Maeda argues that scaling design at the speed of Moore’s Law isn’t possible. People aren’t computer chips; it takes time and a lot of trial and error to see how design teams fit into the large ecosystem of a business. And oftentimes, it’s not in the way a company might have first imagined. “Scaling design is possible at a slower-than-desirable velocity,” he says.
For companies like McKinsey, who largely bought their way into the design world, that transition will look different from IBM, which built its 1,600-person design team from the ground up, dividing them into various product teams but physically centralizing them in design studio on its Austin, Texas, campus. On the complete opposite end of the spectrum are Silicon Valley-native companies like Airbnb, who are almost post-design in their approach and have been championing an anti-design-led company culture for years. What works and what doesn’t? All this to say, there’s no blueprint for these things, which is a tension Maeda acknowledges but doesn’t necessarily have a solution for.
Ultimately, Maeda argues designers should aim to play a “supporting role” in organizations, akin to the way Tilda Swinton and Christoph Waltz make every movie they’re in better without commandeering the plot. It’s an unusual metaphor, and one that undermines the design leadership agenda he’s been pushing for years now, but the thrust of the argument is fair: Designers with C-suite ambitions are important, but it’s more important for designers to work harmoniously within the complexities of multi-disciplinary teams, especially when it comes to building scalable tech products. As he writes in his report, “Alone and isolated within a company, design is a micro-world of aesthetic high-fives.”

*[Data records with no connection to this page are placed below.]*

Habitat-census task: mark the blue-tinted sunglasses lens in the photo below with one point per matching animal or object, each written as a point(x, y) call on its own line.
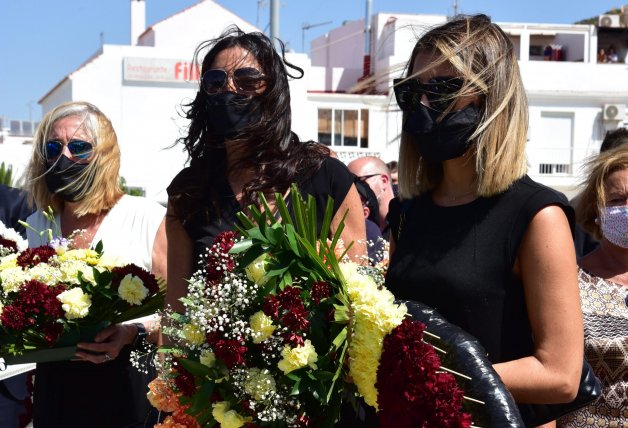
point(80, 149)
point(53, 149)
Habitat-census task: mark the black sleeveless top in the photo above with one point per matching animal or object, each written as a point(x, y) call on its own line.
point(332, 179)
point(459, 260)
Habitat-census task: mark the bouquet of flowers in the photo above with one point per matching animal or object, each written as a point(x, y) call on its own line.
point(279, 329)
point(54, 295)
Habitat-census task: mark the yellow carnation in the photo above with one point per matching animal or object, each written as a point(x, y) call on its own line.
point(295, 358)
point(193, 334)
point(75, 303)
point(259, 384)
point(90, 257)
point(8, 261)
point(207, 358)
point(375, 316)
point(256, 270)
point(132, 290)
point(227, 418)
point(13, 278)
point(262, 326)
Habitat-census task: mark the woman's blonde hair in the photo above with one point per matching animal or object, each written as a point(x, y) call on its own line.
point(484, 56)
point(98, 184)
point(592, 198)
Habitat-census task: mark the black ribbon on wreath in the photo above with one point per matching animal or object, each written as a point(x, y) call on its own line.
point(467, 356)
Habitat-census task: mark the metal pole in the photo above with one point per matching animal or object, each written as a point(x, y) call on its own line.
point(274, 22)
point(367, 27)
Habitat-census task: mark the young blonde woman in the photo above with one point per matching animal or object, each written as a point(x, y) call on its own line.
point(473, 236)
point(74, 169)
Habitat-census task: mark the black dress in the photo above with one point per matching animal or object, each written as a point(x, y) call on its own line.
point(332, 179)
point(459, 260)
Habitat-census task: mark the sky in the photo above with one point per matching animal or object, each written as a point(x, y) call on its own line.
point(42, 41)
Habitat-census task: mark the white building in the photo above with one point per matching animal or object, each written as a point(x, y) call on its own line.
point(573, 99)
point(141, 87)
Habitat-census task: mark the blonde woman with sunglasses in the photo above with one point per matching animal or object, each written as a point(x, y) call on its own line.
point(472, 235)
point(74, 169)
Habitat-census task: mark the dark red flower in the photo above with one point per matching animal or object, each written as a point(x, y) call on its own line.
point(52, 331)
point(290, 297)
point(13, 318)
point(271, 307)
point(8, 243)
point(294, 340)
point(231, 351)
point(184, 381)
point(33, 256)
point(296, 318)
point(320, 290)
point(411, 390)
point(147, 278)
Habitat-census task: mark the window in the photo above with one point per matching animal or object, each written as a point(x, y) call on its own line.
point(347, 128)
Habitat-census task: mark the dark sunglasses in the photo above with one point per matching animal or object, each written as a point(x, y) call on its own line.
point(78, 148)
point(247, 80)
point(440, 92)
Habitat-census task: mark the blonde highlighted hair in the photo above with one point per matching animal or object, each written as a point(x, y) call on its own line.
point(483, 55)
point(592, 198)
point(102, 172)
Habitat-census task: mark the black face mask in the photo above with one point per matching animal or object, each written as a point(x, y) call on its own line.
point(444, 140)
point(64, 173)
point(230, 113)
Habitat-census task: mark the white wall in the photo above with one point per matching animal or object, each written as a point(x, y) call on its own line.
point(186, 29)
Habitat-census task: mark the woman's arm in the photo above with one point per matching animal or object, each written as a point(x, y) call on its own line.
point(355, 229)
point(547, 266)
point(180, 263)
point(160, 251)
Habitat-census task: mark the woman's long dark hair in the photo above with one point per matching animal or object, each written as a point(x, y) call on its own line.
point(268, 146)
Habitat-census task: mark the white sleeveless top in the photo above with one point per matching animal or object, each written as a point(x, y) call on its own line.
point(128, 230)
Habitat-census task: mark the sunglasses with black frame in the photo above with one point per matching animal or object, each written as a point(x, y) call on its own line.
point(247, 80)
point(440, 92)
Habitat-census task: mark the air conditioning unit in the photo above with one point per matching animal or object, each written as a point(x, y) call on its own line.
point(614, 112)
point(608, 21)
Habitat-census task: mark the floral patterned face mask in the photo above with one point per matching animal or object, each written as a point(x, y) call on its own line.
point(614, 225)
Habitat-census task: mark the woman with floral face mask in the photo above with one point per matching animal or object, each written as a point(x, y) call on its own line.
point(602, 210)
point(240, 144)
point(473, 236)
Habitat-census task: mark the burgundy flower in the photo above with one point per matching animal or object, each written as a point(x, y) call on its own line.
point(296, 318)
point(9, 244)
point(290, 297)
point(271, 307)
point(184, 381)
point(13, 318)
point(147, 278)
point(52, 331)
point(411, 390)
point(320, 290)
point(231, 352)
point(33, 256)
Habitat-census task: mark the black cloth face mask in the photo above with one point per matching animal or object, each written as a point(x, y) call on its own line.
point(64, 173)
point(230, 113)
point(444, 140)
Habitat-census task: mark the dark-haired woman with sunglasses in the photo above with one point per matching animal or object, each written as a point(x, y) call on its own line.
point(74, 169)
point(240, 144)
point(473, 236)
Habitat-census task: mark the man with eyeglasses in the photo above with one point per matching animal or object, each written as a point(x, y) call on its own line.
point(374, 172)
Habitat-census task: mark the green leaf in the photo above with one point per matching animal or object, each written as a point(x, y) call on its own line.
point(194, 367)
point(202, 397)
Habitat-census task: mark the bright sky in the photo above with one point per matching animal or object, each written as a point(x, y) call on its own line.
point(42, 41)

Alone and isolated within a company, design is a micro-world of aesthetic high-fives.
Maeda’s background as a programmer-turned-designer makes him susceptible to taxonomic breakdowns of design-types, which he sorts into three buckets, including “classical designers” (those who make posters), “design thinkers” (those who make design systems and businesses), and “computational designers” (those who make the stuff people actually use). These are handy, if limiting, definitions meant to establish a loose theory of design Darwinism in which classical designers will go the way of the Dodo.
Computational designers, those who know how to code, or at least speak the language of computation, have the best chance of navigating the challenging path designers now face, Maeda says. But even they aren’t exempt from the awkwardness and the sometimes helpful learnings that come with it. “I think there was once a Tumblr about me called ‘awkward John Maeda,’” he says. “I’m not sure if it was an insult, but I took it as a compliment. As a designer, investor, engineer, I’m pretty okay with being awkward.”